O Irão perdeu um aliado
vital na região árabe, quase o único à exceção do Iraque. Os interesses convergiam entre o regime islâmico
que emergiu da revolução liderada por Khomeini, que derrubou o Xá em
1979, e o regime nacionalista secular liderado pelo Partido Baath, chefiado por
Assad. Hafez al-Assad apoiou
Teerão na guerra contra o Iraque, na década de 1980. Esse apoio continuou sob o governo do filho, especialmente, durante
a guerra civil.
Teerão, que está a perder o seu aliado em Damasco, parece estar a adotar uma posição cautelosa, em
relação a estes acontecimentos, preocupado com outros desafios e questões,
nomeadamente, a crescente hostilidade entre o país e Israel e os EUA. Com o
dossiê nuclear por resolver e com
as sanções norte-americanas e internacionais ainda no panorama, a
República Islâmica está apreensiva,
quanto à próxima etapa.
A Rússia
continua a ser um dos principais intervenientes na Síria e a saída de Bashar al-Assad contitui rude
golpe para Moscovo, que tem instalações militares no país.
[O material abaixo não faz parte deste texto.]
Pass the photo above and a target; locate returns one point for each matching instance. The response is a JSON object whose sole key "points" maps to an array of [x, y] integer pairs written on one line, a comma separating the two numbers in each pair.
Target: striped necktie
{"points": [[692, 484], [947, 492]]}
A Rússia de Putin tem prestado significativo apoio
militar ao regime, desde 2015, com, pelo menos, quatro mil soldados no
país. Este apoio, sob a bandeira da luta contra o Estado Islâmico e contra os
grupos extremistas, tem sido crucial para manter o regime de Bashar al-Assad. A
queda do regime significará que Moscovo
deixa de ter um ponto de apoio na Síria, dada a profunda
hostilidade dos grupos armados. Do ponto de vista geoestratégico, seria um rude
golpe para o presidente Vladimir Putin, que trava guerra contra a Ucrânia e
contra o Ocidente, há quase três anos. Estes desenvolvimentos podem ser um
fator de resolução da questão ucraniana e influenciar o conflito entre a Organização
do Tratado do Atlântico Norte (NATO) e os países ocidentais, por um lado, e a
Rússia, por outro.
Agora
que os grupos armados liderados
pelo grupo militante Hayat Tahrir al-Sham (antigo al-Nusra) assumiram o
controlo da Síria, e com as suas diferentes agendas ideológicas e com a
associação de alguns deles a potências regionais e internacionais, o cenário é
nebuloso.
Ninguém
afirma que o país não será dividido ou que não haverá transição democrática do
poder. A Síria pode não evitar um destino
semelhante ao da Líbia, desde a revolta contra o regime de Kadhafi,
a 17 de fevereiro de 2011. De facto, a Líbia está dividida entre um governo reconhecido internacionalmente,
sediado em Tripoli, a Oeste, e um governo a Leste, liderado pelo marechal
Khalifa Haftar, no contexto de polarização regional e internacional. Todas as
tentativas para sarar o fosso entre os desavindos e pôr fim à rivalidade de que
resultaram centenas de mortos, dois
governos, dois bancos centrais, forças armadas e milícias diferentes, infraestruturas
degradadas e uma economia em colapso, apesar da vasta riqueza petrolífera país,
têm sido vãs.
Outro receio
é o cenário registado no
Afeganistão, controlado pelos talibãs desde 15 de agosto de 2021,
com a imposição de um regime islâmico de linha dura, após a retirada dos EUA e
de outras forças internacionais. E pode o Hayat Tahrir al-Sham, ponta de lança
no derrube do regime de Assad, assumir o controlo dos mecanismos do governo num
país multiconfessional e multiétnico, povoado por curdos, alauitas, drusos,
xiitas e sunitas, além dos cristãos que integram o tecido demográfico da Síria,
visto que os seus antepassados foram os primeiros a abraçar o cristianismo e a
seguir o ensino de Jesus. Com efeito, a
cidade de Maaloula, a 50 quilómetros da capital, é a mais antiga cidade cristã
da Síria e os seus habitantes ainda falam aramaico, a língua de
Jesus.
Resta saber
se a realidade desmentirá estes receios, com a transferência pacífica de poder,
em que o país sarará das feridas da guerra civil e virará a página de 54 anos de totalitarismo.